The process for choosing the winner, which happened for the first time in 1901, is as follows: in the prior year, the committee, which consists of six members of the Academy, asks hundreds of professors, Nobel laureates, and other literary luminaries for their nominations. The committee receives about a hundred different names, most of them ones that have been proposed before. Deliberations have to be finished by November 15th. Nominees cannot be awarded posthumously, though if a nominee dies before receiving the prize, such as Erik Axel Karlfeldt in 1931, it may still be awarded. The awards may not be appealed.

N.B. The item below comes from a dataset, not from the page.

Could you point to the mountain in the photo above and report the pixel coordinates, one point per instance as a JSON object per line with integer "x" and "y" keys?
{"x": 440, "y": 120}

A Boston Review article explains, “Some writers have won because they had strong supporters inside the Academy; others have faced over-my-dead-body opposition at the decisive stage. Arthur Lundkvist, a prominent Academician, championed Pablo Neruda, whom he also translated, and vigorously opposed Graham Greene. Neruda won in 1971, while Greene never received the prize, despite being nominated repeatedly.” Professor Juan Bravo sees the Nobel Prize for Literature having evolved over time, with the first era characterized by the awarding to more diplomatic, low-profile choices, and an openness to broader choices not occurring until the 1920s. In 1964 Jean-Paul Sartre rejected the Prize, which Bravo thinks made it more “introverted.” In the 1990s, it became much more global with the Mexican author Octavio Paz’s win, but overall in the 20th century, 80% of the winners were from the United States, Canada, or Europe. Until 1990 93% of the winners were men. Toni Morrison was the first Black woman to receive the Prize, which occurred in 1993. The Prize was not awarded to anyone in 1914, 1918, 1935, 1940, 1941, 1942, and 1943.
The Prize consists of a gold medal, a diploma that is a unique work of art, and a sum of money.